Os partidos andavam a exigir ao governo um calendário para o próximo ano letivo, mas o executivo pouco adiantava. Esta terça-feira, a partir da escola secundária da Ramada, precisamente na véspera do ano letivo 2021/2022 ir a debate Parlamento, o ministro da Educação fez um esboço muito pouco detalhado: começará entre 14 a 17 de setembro, com um modelo (presencial) e um objetivo inicial (recuperar em cinco semanas a matéria perdida). Um mini-plano que não é suficiente para os partidos que acusam o governo de nada ter preparado.

E isto, sobretudo, por uma razão: a dias de entrar em julho, mês em que começa o processo de colocação dos professores, não há sinais de novas contratações para as escolas ou alterações nos equipamentos escolares, para um ano letivo que tem de responder ao tempo de pandemia.

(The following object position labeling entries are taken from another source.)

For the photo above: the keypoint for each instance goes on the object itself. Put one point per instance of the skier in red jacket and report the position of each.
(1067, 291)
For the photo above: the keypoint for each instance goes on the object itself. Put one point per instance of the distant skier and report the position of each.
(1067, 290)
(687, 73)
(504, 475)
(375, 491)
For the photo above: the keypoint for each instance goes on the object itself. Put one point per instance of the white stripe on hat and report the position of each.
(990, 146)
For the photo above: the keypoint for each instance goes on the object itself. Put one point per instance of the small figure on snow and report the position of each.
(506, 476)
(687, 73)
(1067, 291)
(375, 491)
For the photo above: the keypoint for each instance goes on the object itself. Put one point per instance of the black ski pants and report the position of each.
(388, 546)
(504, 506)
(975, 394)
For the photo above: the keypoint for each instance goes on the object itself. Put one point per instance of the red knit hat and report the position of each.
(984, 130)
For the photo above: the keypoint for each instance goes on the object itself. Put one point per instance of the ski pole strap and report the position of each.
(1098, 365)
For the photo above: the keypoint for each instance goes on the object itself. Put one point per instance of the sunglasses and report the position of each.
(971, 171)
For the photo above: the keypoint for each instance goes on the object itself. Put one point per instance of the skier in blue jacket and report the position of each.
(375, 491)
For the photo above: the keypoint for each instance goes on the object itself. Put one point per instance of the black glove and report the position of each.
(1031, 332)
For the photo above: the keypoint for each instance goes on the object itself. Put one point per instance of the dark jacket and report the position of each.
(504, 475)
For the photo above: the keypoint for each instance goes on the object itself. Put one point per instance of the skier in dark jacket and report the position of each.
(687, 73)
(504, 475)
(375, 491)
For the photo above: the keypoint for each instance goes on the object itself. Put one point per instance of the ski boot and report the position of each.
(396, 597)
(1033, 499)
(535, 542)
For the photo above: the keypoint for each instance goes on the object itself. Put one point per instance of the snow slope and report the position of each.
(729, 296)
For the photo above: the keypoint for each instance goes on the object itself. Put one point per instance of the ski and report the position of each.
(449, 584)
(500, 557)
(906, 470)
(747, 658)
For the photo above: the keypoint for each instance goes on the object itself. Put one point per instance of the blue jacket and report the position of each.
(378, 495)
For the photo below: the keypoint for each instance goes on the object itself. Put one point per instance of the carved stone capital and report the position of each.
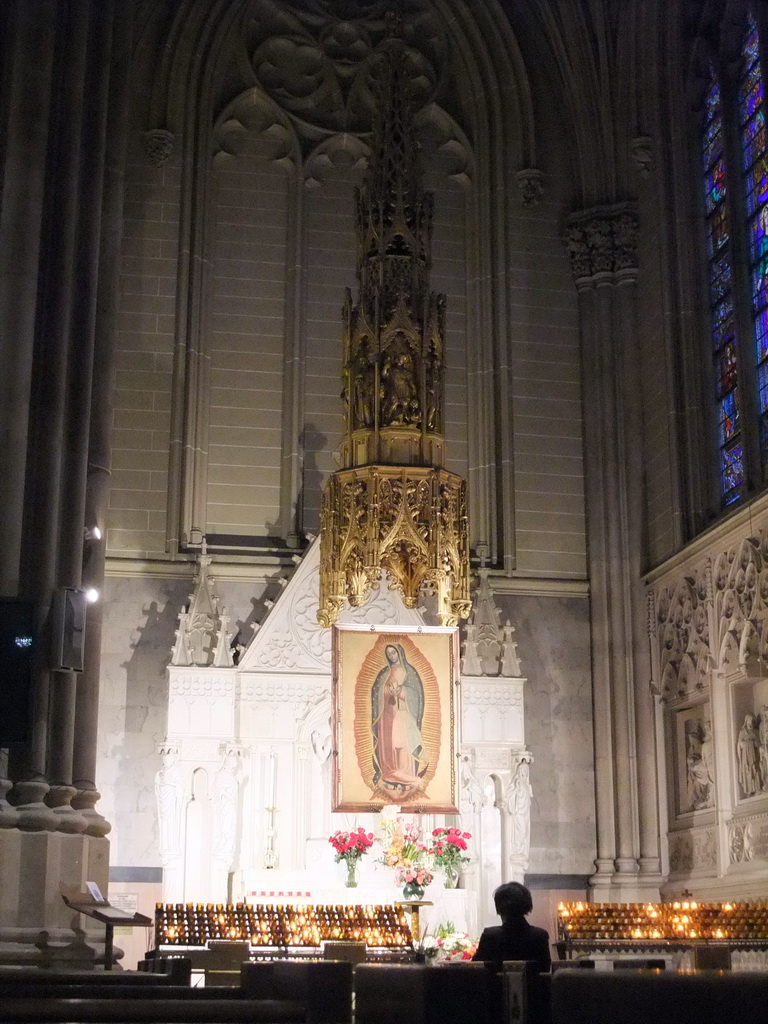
(159, 145)
(641, 150)
(602, 244)
(530, 185)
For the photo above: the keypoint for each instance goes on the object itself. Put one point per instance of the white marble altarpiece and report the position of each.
(244, 795)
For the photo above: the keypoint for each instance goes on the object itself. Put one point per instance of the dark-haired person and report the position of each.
(514, 938)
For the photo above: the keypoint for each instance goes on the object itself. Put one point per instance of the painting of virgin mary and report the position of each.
(399, 759)
(395, 719)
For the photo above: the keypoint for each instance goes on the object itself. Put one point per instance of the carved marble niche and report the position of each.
(709, 624)
(244, 795)
(496, 783)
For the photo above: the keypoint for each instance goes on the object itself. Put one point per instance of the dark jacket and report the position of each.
(515, 939)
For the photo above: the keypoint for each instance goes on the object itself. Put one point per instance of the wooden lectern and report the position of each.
(100, 909)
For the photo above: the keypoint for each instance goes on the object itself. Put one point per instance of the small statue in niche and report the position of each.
(365, 374)
(517, 798)
(399, 400)
(700, 767)
(748, 753)
(763, 737)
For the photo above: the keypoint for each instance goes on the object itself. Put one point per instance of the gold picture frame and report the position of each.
(395, 707)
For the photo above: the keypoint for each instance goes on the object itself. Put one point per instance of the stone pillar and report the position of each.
(602, 245)
(60, 206)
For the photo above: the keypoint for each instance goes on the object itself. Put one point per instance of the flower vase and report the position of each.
(351, 863)
(412, 890)
(452, 876)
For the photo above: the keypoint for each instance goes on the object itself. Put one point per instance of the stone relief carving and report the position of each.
(493, 694)
(254, 124)
(225, 787)
(190, 685)
(203, 637)
(641, 150)
(530, 186)
(739, 842)
(488, 648)
(692, 850)
(472, 790)
(317, 65)
(602, 242)
(159, 145)
(682, 636)
(748, 756)
(493, 758)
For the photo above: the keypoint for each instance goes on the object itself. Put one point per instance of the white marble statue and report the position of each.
(700, 769)
(763, 737)
(225, 787)
(748, 753)
(169, 791)
(517, 800)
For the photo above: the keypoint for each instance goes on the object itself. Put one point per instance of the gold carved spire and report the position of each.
(391, 506)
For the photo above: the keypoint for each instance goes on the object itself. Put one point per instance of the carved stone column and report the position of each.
(66, 69)
(602, 245)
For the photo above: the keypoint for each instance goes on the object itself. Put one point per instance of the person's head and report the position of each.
(512, 900)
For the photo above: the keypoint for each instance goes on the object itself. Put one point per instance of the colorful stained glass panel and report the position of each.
(733, 472)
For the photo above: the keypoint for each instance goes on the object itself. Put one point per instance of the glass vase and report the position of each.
(351, 882)
(452, 876)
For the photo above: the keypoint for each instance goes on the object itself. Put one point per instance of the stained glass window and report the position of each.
(753, 137)
(734, 159)
(721, 299)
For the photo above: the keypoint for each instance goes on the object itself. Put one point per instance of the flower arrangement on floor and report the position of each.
(446, 945)
(449, 848)
(406, 851)
(350, 846)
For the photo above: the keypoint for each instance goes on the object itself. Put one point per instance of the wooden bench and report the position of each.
(276, 992)
(657, 997)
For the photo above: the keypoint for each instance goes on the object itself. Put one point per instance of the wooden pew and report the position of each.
(452, 993)
(278, 992)
(657, 997)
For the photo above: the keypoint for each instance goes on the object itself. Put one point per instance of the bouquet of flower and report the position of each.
(350, 846)
(406, 850)
(448, 945)
(449, 847)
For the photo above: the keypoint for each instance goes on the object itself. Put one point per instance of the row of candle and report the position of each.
(289, 925)
(679, 920)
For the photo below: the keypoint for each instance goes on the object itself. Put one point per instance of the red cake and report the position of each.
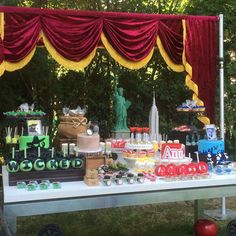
(172, 151)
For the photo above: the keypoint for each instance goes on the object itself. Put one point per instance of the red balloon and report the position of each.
(183, 169)
(205, 227)
(172, 170)
(192, 168)
(160, 170)
(202, 167)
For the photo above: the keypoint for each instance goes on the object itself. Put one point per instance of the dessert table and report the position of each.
(77, 196)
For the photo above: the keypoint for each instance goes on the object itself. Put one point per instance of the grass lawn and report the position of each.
(159, 220)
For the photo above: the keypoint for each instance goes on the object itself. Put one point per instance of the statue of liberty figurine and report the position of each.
(121, 106)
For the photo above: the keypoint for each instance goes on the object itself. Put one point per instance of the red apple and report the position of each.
(202, 167)
(160, 170)
(183, 169)
(192, 168)
(172, 170)
(205, 227)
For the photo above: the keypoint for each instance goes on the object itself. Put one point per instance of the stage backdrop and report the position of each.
(187, 43)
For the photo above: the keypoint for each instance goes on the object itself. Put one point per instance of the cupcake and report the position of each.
(142, 154)
(151, 153)
(131, 154)
(125, 153)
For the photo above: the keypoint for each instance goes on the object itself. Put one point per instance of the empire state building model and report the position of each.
(154, 121)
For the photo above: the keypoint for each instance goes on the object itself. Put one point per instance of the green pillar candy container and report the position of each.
(26, 165)
(12, 165)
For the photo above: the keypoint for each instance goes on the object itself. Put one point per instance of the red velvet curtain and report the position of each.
(201, 51)
(75, 34)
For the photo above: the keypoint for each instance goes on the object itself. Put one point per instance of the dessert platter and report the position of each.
(190, 106)
(32, 160)
(173, 152)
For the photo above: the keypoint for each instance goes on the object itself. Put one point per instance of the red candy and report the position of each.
(192, 168)
(160, 170)
(183, 169)
(172, 170)
(202, 167)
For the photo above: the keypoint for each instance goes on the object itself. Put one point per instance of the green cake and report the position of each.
(33, 141)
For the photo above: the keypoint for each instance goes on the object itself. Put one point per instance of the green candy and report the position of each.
(39, 164)
(13, 166)
(77, 163)
(26, 165)
(52, 164)
(64, 164)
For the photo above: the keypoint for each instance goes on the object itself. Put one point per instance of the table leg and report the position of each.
(10, 218)
(198, 209)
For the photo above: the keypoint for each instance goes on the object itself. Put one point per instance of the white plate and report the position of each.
(182, 161)
(83, 151)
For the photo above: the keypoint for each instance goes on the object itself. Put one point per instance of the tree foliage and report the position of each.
(51, 86)
(228, 9)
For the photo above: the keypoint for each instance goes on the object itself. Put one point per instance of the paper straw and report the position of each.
(47, 130)
(13, 153)
(52, 153)
(38, 151)
(197, 157)
(25, 153)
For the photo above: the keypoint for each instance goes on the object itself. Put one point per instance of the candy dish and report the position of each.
(185, 160)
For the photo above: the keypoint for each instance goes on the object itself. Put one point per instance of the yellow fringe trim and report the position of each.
(169, 62)
(73, 65)
(2, 25)
(188, 80)
(121, 60)
(9, 66)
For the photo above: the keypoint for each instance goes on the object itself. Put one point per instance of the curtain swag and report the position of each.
(187, 43)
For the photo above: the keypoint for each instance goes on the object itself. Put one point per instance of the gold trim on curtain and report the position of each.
(73, 65)
(121, 60)
(188, 80)
(2, 25)
(169, 62)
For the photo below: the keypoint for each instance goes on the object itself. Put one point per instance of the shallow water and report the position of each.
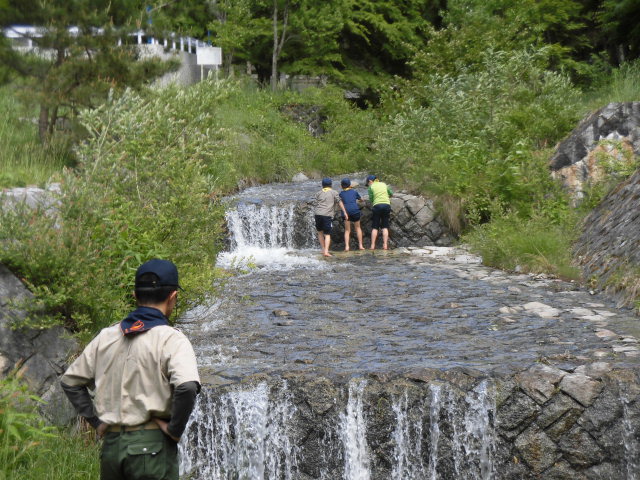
(387, 311)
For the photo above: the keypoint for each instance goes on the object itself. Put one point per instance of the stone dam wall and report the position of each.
(543, 422)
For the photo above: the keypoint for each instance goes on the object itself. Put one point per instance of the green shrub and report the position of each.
(150, 176)
(537, 244)
(481, 136)
(23, 158)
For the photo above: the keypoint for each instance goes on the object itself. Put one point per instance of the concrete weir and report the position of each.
(416, 363)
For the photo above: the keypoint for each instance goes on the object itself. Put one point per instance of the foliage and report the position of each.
(149, 183)
(22, 431)
(70, 70)
(480, 136)
(537, 244)
(25, 161)
(622, 84)
(31, 450)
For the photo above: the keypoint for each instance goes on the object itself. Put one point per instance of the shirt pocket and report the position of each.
(146, 460)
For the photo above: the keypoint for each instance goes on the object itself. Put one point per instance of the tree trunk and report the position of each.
(43, 124)
(278, 43)
(274, 55)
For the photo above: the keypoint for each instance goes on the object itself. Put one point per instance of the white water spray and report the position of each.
(629, 438)
(271, 236)
(240, 435)
(354, 429)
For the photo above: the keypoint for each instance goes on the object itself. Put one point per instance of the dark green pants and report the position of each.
(139, 455)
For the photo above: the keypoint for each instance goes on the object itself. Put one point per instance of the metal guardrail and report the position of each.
(23, 35)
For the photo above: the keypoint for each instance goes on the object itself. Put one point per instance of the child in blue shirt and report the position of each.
(350, 199)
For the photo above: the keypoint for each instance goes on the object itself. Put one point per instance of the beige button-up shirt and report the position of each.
(134, 376)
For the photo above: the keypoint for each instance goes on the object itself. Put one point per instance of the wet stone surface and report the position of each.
(395, 311)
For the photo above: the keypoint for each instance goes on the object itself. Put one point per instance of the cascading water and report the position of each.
(294, 352)
(354, 428)
(242, 434)
(251, 434)
(268, 235)
(632, 449)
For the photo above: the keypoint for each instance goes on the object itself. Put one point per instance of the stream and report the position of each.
(287, 312)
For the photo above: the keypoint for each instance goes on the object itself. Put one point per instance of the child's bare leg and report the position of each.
(327, 242)
(321, 240)
(359, 235)
(347, 234)
(374, 237)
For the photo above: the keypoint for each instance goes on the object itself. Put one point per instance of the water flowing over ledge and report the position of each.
(417, 363)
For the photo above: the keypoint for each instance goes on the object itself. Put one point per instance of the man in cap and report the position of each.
(324, 208)
(145, 378)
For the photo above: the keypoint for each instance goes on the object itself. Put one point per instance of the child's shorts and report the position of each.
(353, 217)
(324, 224)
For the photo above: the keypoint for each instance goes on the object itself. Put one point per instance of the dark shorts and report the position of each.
(380, 216)
(139, 455)
(324, 224)
(353, 217)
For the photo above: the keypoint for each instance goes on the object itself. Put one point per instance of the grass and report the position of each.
(31, 450)
(534, 245)
(66, 456)
(23, 159)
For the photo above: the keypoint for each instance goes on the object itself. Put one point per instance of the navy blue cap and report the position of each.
(165, 270)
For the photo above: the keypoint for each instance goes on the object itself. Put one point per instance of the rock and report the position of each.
(604, 333)
(516, 414)
(609, 246)
(580, 449)
(415, 204)
(299, 177)
(542, 310)
(539, 382)
(575, 161)
(594, 370)
(537, 450)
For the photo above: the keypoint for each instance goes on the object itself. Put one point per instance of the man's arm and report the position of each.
(184, 399)
(81, 401)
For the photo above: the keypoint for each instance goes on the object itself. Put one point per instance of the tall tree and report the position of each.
(75, 60)
(620, 26)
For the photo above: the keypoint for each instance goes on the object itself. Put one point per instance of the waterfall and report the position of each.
(254, 433)
(261, 226)
(354, 428)
(467, 438)
(241, 435)
(434, 415)
(629, 439)
(270, 236)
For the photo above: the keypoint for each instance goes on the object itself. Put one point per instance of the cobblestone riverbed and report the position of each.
(393, 311)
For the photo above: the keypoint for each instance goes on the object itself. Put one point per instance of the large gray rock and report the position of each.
(609, 247)
(37, 356)
(611, 133)
(434, 424)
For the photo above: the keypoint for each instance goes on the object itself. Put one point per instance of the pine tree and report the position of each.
(76, 59)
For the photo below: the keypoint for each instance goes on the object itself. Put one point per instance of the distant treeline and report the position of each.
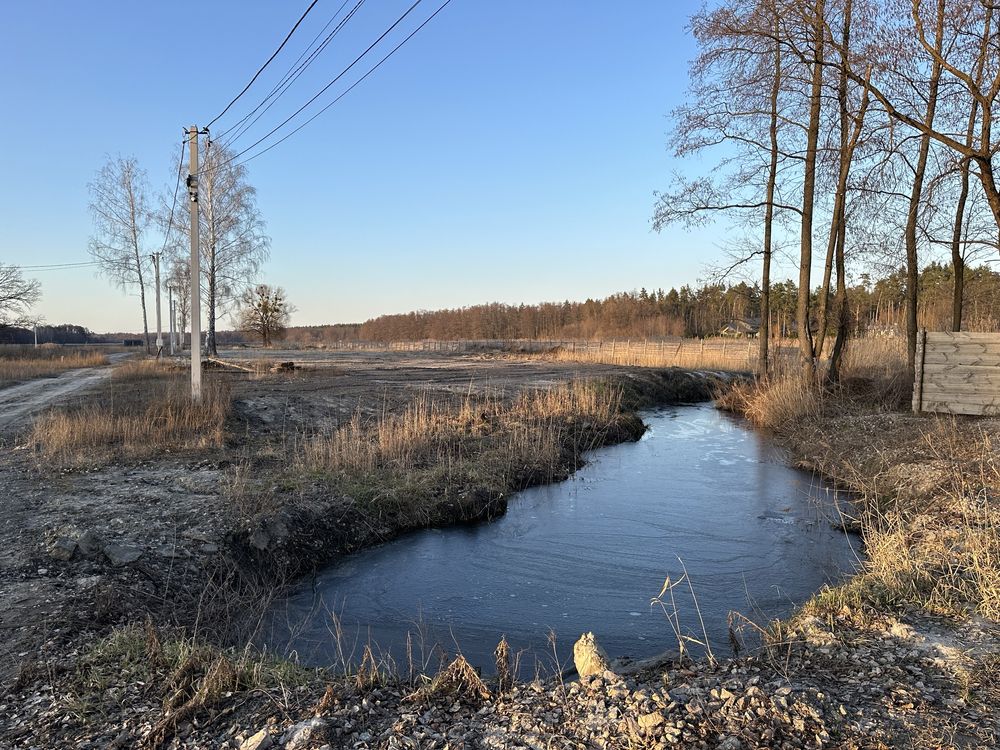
(876, 306)
(687, 311)
(67, 333)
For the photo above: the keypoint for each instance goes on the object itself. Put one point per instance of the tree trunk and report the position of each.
(848, 143)
(806, 352)
(910, 233)
(212, 280)
(133, 228)
(765, 277)
(957, 259)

O dedo é apontado ao Governo quer pela esquerda, quer pela direita.

“Há uma total ausência de debate público em Portugal sobre o que vai acontecer no próximo ano letivo”, diz Joana Mortágua, que aponta o exemplo dos outros países da União Europeia onde essa discussão já se faz e até já se retomou as aulas. “Estão todos a discutir medidas de afastamento social dentro das escolas, seja para locais alternativos ou pela diminuição de alunos por turma” e por cá pouco se ouve, queixa-se a deputada do Bloco de Esquerda que esta sexta-feira leva uma parte da questão ao Parlamento.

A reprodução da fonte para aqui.